К сожалению, и веселье не у всех бывает одинаково. Глядишь, один совсем размяк, другой принимается плакать, а третий стал дебоширить и переворачивает столы… К полуночи Нацл уже не мог сидеть за столом, но и последовать совету приятелей и отправиться спать тоже не мог.
Ох уж эта тихая ночь, это звездное небо с полной луной, ох уж эта молодость, разве от нее можно забыться во сне! Нацл ощущал в душе какое-то сладостное нетерпение, а если отправиться спать, то утратишь его, а завтра, возможно, снова и не найдешь.
Уж слишком прекрасна была та ночь.
А сколько всего переменилось в мире!
И в день свадьбы ночь была прекрасной, но тогда его душа страдала от жестокой боли. Он вздрагивал и сейчас, вспоминая о том, что он тогда пережил. Глупости все! Разыгравшееся воображение глупого ребенка!

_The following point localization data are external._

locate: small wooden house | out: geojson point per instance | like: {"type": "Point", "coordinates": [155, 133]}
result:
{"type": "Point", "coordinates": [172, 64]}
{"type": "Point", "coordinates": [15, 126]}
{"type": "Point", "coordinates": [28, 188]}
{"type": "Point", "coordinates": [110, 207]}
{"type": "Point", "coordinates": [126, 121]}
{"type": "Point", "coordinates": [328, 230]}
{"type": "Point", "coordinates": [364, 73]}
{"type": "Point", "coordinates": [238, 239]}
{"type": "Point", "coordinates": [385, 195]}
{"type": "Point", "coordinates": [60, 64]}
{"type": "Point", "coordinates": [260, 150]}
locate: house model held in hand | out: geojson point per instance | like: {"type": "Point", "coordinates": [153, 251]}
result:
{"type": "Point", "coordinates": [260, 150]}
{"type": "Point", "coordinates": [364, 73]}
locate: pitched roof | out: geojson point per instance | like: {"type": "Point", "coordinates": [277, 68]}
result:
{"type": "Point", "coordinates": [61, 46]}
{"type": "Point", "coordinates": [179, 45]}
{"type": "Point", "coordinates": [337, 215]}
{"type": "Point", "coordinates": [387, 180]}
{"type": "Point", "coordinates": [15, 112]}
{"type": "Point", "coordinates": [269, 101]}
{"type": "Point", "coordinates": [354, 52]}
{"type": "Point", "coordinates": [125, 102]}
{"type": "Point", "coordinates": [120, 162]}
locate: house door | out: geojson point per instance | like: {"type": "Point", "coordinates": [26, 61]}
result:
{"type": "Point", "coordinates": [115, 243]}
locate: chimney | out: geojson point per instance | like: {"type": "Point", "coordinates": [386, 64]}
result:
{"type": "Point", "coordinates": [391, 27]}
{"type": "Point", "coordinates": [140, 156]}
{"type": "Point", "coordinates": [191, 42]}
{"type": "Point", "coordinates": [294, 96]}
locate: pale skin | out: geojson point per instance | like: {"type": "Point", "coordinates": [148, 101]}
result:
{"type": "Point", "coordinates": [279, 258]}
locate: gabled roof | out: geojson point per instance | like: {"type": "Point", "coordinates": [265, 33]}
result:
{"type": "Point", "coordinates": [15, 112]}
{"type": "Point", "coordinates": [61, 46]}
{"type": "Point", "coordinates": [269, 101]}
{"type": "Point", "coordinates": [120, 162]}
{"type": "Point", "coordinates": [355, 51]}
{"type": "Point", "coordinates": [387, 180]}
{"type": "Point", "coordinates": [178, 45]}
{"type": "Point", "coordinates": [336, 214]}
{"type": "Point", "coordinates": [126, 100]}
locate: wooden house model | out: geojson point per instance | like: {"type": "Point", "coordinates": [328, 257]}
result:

Она казалась такой красивой, такой обольстительной, такой желанной его сердцу, что им овладела единственная мысль: душевное спокойствие он обретет только рядом с ней, но зная, что он не может быть постоянно подле нее, что должен оставить все свои помыслы о ней, он превозмог сам себя и уехал в дальние края, чтобы не видеть ее, чтобы затеряться в огромном мире и забыть про нее.

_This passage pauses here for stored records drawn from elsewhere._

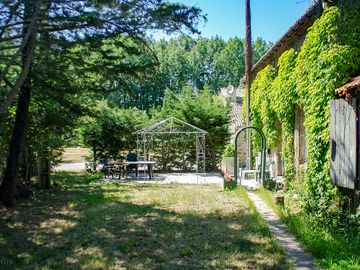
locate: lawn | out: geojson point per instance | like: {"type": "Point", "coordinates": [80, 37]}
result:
{"type": "Point", "coordinates": [75, 154]}
{"type": "Point", "coordinates": [81, 224]}
{"type": "Point", "coordinates": [333, 248]}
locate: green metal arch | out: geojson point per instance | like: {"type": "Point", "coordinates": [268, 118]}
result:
{"type": "Point", "coordinates": [263, 153]}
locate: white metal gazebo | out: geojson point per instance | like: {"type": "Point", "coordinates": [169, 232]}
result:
{"type": "Point", "coordinates": [172, 126]}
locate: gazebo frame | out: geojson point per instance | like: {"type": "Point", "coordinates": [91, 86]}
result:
{"type": "Point", "coordinates": [171, 126]}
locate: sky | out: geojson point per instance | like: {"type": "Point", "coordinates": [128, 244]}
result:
{"type": "Point", "coordinates": [226, 18]}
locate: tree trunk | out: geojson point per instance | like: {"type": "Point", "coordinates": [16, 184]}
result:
{"type": "Point", "coordinates": [248, 67]}
{"type": "Point", "coordinates": [214, 163]}
{"type": "Point", "coordinates": [17, 141]}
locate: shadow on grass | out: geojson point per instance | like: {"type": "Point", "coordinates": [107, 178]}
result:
{"type": "Point", "coordinates": [100, 226]}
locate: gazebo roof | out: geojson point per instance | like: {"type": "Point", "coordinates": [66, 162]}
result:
{"type": "Point", "coordinates": [170, 125]}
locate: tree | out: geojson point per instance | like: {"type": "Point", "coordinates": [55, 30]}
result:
{"type": "Point", "coordinates": [27, 23]}
{"type": "Point", "coordinates": [247, 81]}
{"type": "Point", "coordinates": [109, 131]}
{"type": "Point", "coordinates": [204, 110]}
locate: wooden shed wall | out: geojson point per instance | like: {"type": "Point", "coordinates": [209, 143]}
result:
{"type": "Point", "coordinates": [343, 143]}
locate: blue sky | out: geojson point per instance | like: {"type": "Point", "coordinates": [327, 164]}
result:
{"type": "Point", "coordinates": [270, 18]}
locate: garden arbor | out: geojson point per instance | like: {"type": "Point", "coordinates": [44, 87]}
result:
{"type": "Point", "coordinates": [171, 126]}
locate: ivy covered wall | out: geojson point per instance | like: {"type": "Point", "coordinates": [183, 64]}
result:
{"type": "Point", "coordinates": [329, 57]}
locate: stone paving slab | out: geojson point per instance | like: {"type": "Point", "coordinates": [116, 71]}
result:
{"type": "Point", "coordinates": [292, 248]}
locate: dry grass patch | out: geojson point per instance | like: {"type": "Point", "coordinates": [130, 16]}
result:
{"type": "Point", "coordinates": [75, 154]}
{"type": "Point", "coordinates": [86, 225]}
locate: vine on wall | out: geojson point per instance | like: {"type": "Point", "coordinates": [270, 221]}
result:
{"type": "Point", "coordinates": [329, 56]}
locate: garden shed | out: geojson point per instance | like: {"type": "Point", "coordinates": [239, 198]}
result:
{"type": "Point", "coordinates": [345, 136]}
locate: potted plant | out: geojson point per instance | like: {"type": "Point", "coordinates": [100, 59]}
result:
{"type": "Point", "coordinates": [229, 183]}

Несчастный Нацл! Как он страдал и терзал сам себя!
Сердце его сжималось от боли каждый раз, когда он вспоминал о разрешении на путешествие.
Перед ним стоял высокий и худой Бочьоакэ с разрешением в руке и произносил с отеческой суровостью: «Не теряй времени даром! Береги честь своего цеха!»
Так же было написано и в его бумагах. А он переезжал с места на место, больше развлекаясь, чем работая.
Нет, не был он рожден, чтобы стать мясником. И уж если говорить по правде, то и нужды в этом не было. Он как-нибудь по-другому мог бы заработать себе на жизнь. Великую несправедливость совершили родители, когда забрали его из школы. Так кем же он теперь был?